Después de cenar pasearon por el pueblo y tuvieron que abrigarse porque se estaba levantando un viento fresco.

- Se está acabando el verano, dijo ella

- Quizás mañana aún haga buen tiempo y podamos bañarnos en una cala, dijo él.

Aquella noche ella durmió  mal y de madrugada se despertó varias veces.

Tenía un poco de dolor cabeza, pero  después de la ducha se  encontró mejor.

- Me gustaría recorrer todo el monte Argentario, hay acantilados maravillosos, dijo su marido, entusiasmado.

- Si, hoy voy a dejarme llevar por ti, te prometo que no voy a pensar en la escuela, pero a la vuelta tenemos que pararnos para la compra, nuestra nevera está medio vacía.

- Vale, podemos ir al supermercado de Orbetello. ¡Tú no dejas nunca nada pendiente! Ya lo noté la tarde en que te conocí, le dijo su marido con un tono alegre, casi bromeando.

Entonces  ella se puso a reír, recordando su primer encuentro, lo rápido que se fueron desencadenando los acontecimientos y las emociones en que aquella noche de cuarenta años atrás.

- Sí, a menudo exagero con mis prisas, pero quizás si todo hubiera sido más lento no nos hubiéramos enamorado, le dijo ella, mientras se dirigen al Monte Argentario.

- A veces las cosas que nos parecen defectos, son las que nos salvan, le djo él.

Pusieron la radio y se quedaron un rato callados.

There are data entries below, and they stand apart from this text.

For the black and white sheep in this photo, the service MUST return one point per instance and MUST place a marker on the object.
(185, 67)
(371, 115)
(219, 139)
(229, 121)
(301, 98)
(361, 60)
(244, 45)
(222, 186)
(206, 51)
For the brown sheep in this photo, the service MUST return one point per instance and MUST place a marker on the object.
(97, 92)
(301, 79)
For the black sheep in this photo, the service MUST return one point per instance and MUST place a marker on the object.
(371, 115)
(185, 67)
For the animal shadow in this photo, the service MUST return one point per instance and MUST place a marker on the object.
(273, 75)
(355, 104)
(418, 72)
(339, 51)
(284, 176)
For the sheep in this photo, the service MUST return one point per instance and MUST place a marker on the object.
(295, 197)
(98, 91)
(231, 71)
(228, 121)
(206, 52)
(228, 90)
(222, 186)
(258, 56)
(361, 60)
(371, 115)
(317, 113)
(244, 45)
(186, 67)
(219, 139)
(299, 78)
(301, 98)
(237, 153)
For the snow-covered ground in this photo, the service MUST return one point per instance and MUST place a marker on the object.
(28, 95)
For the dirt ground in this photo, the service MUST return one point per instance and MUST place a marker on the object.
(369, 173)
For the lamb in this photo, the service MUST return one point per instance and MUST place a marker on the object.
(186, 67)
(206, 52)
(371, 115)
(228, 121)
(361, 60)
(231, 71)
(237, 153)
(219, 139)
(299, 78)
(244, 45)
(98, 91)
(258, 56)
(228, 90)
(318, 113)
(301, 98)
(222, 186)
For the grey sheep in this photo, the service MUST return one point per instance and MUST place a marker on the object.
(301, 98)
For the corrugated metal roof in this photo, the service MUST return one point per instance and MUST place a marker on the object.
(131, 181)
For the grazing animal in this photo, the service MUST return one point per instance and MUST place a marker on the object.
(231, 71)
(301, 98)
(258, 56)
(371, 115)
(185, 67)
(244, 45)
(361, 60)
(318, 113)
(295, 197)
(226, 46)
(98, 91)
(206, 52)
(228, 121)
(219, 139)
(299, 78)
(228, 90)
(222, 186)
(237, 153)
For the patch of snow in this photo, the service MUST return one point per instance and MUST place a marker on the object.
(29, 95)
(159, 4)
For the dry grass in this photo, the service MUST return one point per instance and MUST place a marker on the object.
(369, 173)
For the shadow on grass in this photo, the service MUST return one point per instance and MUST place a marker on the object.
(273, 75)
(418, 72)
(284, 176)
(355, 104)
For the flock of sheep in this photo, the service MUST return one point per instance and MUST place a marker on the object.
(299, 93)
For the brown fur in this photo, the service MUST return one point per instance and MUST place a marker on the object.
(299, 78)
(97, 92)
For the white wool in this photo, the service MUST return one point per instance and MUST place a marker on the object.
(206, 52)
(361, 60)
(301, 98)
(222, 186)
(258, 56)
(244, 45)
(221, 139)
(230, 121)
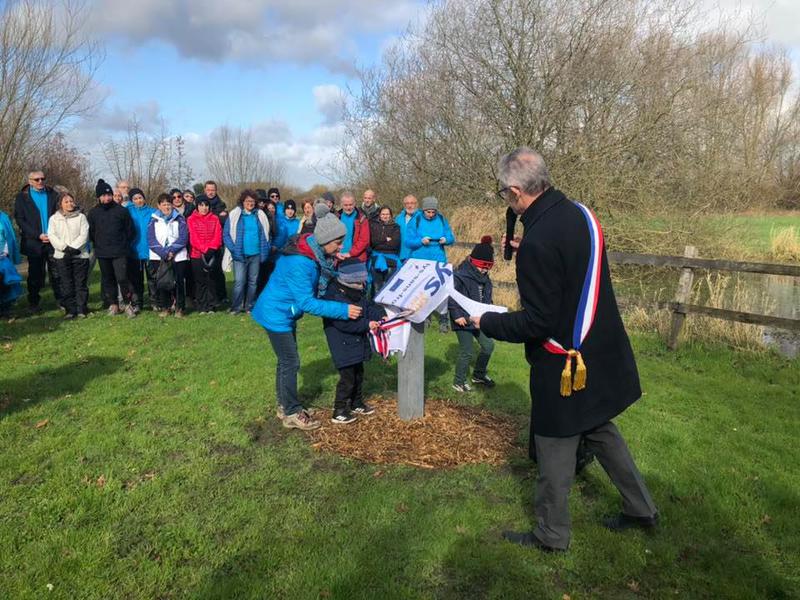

El tiempo se  iba  estropeando, en el cielo aparecieron grandes nubarrones. Recorriron  lentamente la costa en coche por una carretera de tierra, se  perdieron varias veces, pero al final cosiguieron dar la vuelta por todo el perímetro del Monte Argentario. En Orbetello se sentaron en la terraza de un bar donde comieron un bocadillo  y tomaron una cerveza. Luego se fueron al supermercado a comprar víveres.

Deciden ir subiendo hacia el norte por la costa  hasta que encuentren una cala bonita para bañarse. Se paran en Talamone y por suerte sale el sol entre las nubes.

El pueblo es pequeño y no tiene playa, pero detrás del puerto hay un acantilado donde la gente se baña. Hay un establecimiento de lujo con tumbonas, pero el acceso al mar es libre. Dejan sus mochilas en una roca y se zambullen en el agua. Mientras se secan unos niños de unos doce años, empiezan a saltar y a lanzarse al agua haciendo piruetas. Hay una niña un poco gordita, pero muy atrevida que chilla y parece la voz cantante de la pandilla.

Se entretienen observando a  los niños que parecen recién salidos de los años sesenta.

A media tarde salen otra vez nubarrones y deciden volver a casa.

Sentada al lado del marido mientras él conduce, se relaja escuchando la lluvia que choca contra los cristales y sonríe lamiéndose la sal pegada en la piel de su mano.